I don't know if reddit could run on a single server, but this benchmark does nothing to prove it. A pageview on reddit consist of several http requests. A http requests translates into several requests into a database backend. In this syntactic benchmark he is requesting the same static file over and over again, so nginx and/or linux can cache it in memory (or CPU cache).
Also even if they could put reddit on a single server, it would require a lot of optimization and engineering time is more expensive than hardware. It would also make adding new futures in the future a pain in ass, because you would have to be very greedy with CPU time (and other resources like memory, bandwidth, etc...). Also you want a multi-server setup for redundancy and handling extra capacity.
EDIT: I don't if you also planning to put the database on the same server? Web servers are basically stateless so they are easy to scale. It would be interesting to calculate how much disks that server would need just to handle the IO throughput.
Full disclosure: This is some speaking who used to work for social network with 9M users and 3,000 servers.
Serving over multiple 10GE to front end cache servers physically colocated with it would be realistic -- not sure how much of a hit that would be vs. over localhost.
Static vs. dynamic content is a reasonable optimization to make for an application under heavy load.
http://ark.intel.com/compare/47920,37147
The Softlayer server is a Xeon, the Hetzner is a desktop grade processor.
Key differences for me
* Cache
* QPI (especially in a 2P config that makes a difference)
* Max TDP ... that's a HUGE one.
* ECC memory. See http://perspectives.mvdirona.com/2012/02/26/ObservationsOnEr... for why this is important
So, you're not comparing apples to apples
You can get a dual E5-2609 with 32gb of ram + bandwidth from a good host like WebNX for $369 / month.

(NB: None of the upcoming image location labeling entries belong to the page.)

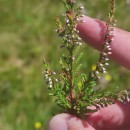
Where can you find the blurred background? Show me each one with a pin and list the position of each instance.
(26, 37)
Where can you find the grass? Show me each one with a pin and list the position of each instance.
(26, 36)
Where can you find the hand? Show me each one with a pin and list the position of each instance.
(113, 117)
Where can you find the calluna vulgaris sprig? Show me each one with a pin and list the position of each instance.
(69, 96)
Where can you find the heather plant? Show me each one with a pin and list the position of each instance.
(64, 86)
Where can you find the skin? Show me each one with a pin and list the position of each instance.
(113, 117)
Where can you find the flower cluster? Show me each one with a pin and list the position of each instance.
(75, 92)
(108, 39)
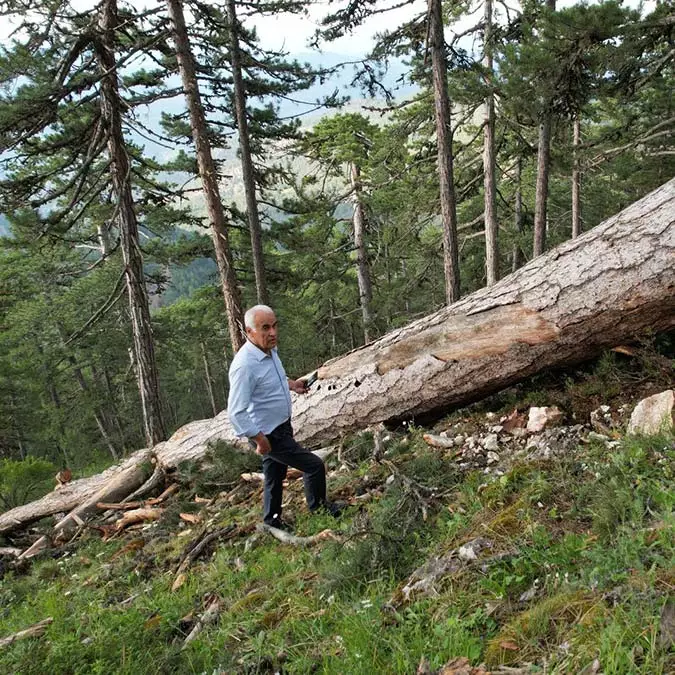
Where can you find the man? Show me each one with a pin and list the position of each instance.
(259, 407)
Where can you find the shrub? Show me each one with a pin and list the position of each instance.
(24, 480)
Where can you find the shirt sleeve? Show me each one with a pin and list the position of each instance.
(241, 387)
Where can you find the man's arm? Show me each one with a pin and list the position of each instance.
(241, 387)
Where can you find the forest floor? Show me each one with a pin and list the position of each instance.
(506, 552)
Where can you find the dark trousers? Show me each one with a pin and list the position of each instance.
(287, 452)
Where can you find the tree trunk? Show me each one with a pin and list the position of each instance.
(541, 196)
(588, 294)
(576, 181)
(246, 160)
(566, 306)
(146, 367)
(439, 68)
(543, 166)
(518, 218)
(209, 176)
(362, 272)
(98, 417)
(489, 178)
(208, 378)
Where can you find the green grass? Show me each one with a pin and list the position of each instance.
(592, 532)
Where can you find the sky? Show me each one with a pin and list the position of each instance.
(292, 33)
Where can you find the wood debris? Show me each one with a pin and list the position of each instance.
(294, 540)
(209, 616)
(36, 630)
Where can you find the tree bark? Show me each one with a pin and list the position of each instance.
(518, 217)
(246, 160)
(146, 367)
(439, 68)
(566, 306)
(209, 176)
(207, 378)
(362, 272)
(98, 416)
(576, 180)
(489, 178)
(543, 167)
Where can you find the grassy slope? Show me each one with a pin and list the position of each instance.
(586, 535)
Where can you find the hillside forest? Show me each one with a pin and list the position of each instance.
(129, 249)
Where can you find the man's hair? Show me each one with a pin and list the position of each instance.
(249, 317)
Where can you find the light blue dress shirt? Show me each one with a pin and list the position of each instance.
(259, 399)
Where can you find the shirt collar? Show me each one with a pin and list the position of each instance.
(258, 353)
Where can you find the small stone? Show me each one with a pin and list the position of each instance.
(467, 553)
(491, 442)
(653, 415)
(540, 418)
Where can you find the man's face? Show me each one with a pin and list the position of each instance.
(264, 334)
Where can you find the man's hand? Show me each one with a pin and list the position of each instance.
(298, 386)
(262, 444)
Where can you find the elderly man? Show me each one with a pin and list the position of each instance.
(259, 407)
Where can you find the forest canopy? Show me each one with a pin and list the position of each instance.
(124, 268)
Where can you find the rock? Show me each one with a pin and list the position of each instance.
(654, 415)
(493, 458)
(513, 423)
(540, 418)
(491, 442)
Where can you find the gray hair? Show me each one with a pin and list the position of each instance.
(249, 317)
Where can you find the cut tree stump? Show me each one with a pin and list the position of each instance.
(588, 294)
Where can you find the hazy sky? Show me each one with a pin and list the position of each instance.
(293, 32)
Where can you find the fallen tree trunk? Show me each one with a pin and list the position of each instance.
(116, 488)
(566, 306)
(586, 295)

And if you wanted to spend $1k per month, you can get a dual e5-2687W (16 cores @ 3.1ghz) with 128gb ram; with a 4x SAS RAID 10, plus a 120gb ssd drive, plus a 2tb backup freebie, plus 100mbps unmetered bandwidth (30tb). That literally blows the doors off Softlayer.
There is nothing new in "modern HTTP servers". They are event-driven programs and this has existed for a long time.
Hence in telcom environments where you get such requirements the TCP/IP stack is processed closer to the card - but no out-of-the-box web servers could handle such streams - most of that is handled with e.g. C-libs closely bound to the networking HW.
With such specialized NW cards (16 core card) plus libs you get to > 1'500'000 teardowns p.s. / connections established and roughly 15Gbps - there are now 100Gbps solutions on the market on the top-end - your actual throughput depends mostly what kind of processing you're doing. That kind of equipment is of course not normally used for web serving - more for (transparent) proxying and inspection / traffic shaping, etc as more-and-more telcom cores are completely TCP/IP based.
Granted this is also being tested on localhost with static content (no disk I/O) -- but shows that event-driven servers are not that novel or difficult to write: my code weighs around 1700 LOC of (might I say) readable C.
Static file serving is also fast (using sendfile(), etc), but needs an overhaul to achieve usable concurrency. Currently there's a ~4x performance drop while serving files, but I'm working on this.